Demotech’s review of second quarter 2012 data, as reported by insurers to the National Association of Insurance Commissioners, shows that industry workers’ compensation direct written premiums continued to grow. The question remains, however, whether those increases are enough to improve profitability given adverse loss cost trends and low investment returns.
Workers’ compensation insurers reported a 9.1 percent increase in direct premiums written during the first six months of 2012 versus the same period in 2011. Coupled with the 9.6 percent increase observed last year, premium writings are significantly higher than in 2010, yet have recovered only half of the decline from their peak in 2006.
The top 25 workers’ compensation insurers, ranked by the highest direct premium growth, reported a 29.8 percent increase during the first six months of 2012 versus the same period in 2011.
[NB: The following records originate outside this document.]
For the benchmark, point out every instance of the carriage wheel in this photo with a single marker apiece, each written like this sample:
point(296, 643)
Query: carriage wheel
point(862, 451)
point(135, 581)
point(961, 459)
As noted in an article published in the June 8 issue of Insurance Journal, premium growth for Texas Mutual Insurance Co. was driven by the financially strong Texas economy. AmTrust Financial Group’s acquisition of workers’ compensation business that had formerly been written by Majestic Insurance Co. resulted in premium growth for Technology Insurance Co., Wesco Insurance Co. and Security National Insurance Co.
Several of the top 25 companies — Travelers Property Casualty Co. of America, Cypress Insurance Co., Employers Compensation Insurance Co., Markel Insurance Co., Insurance Co. of the West, and Zenith Insurance Co. — wrote the majority of their premium in California, where these companies and their competitors filed for significant rate increases in the past year, in line with bureau loss cost increases. However, the recently passed reform bill creates additional uncertainty about future claim costs and bureau recommendations in California. Most of the other top 25 companies are National or Near National companies that benefited from the rate increases filed in a majority of states in the past year.
The weak economic recovery, less favorable claim frequency trends, increases in medical and pharmaceutical costs, and price reductions to retain renewal business will continue to pressure workers’ compensation financial results. Lower interest rates will result in less investment income to offset these unfavorable loss cost trends.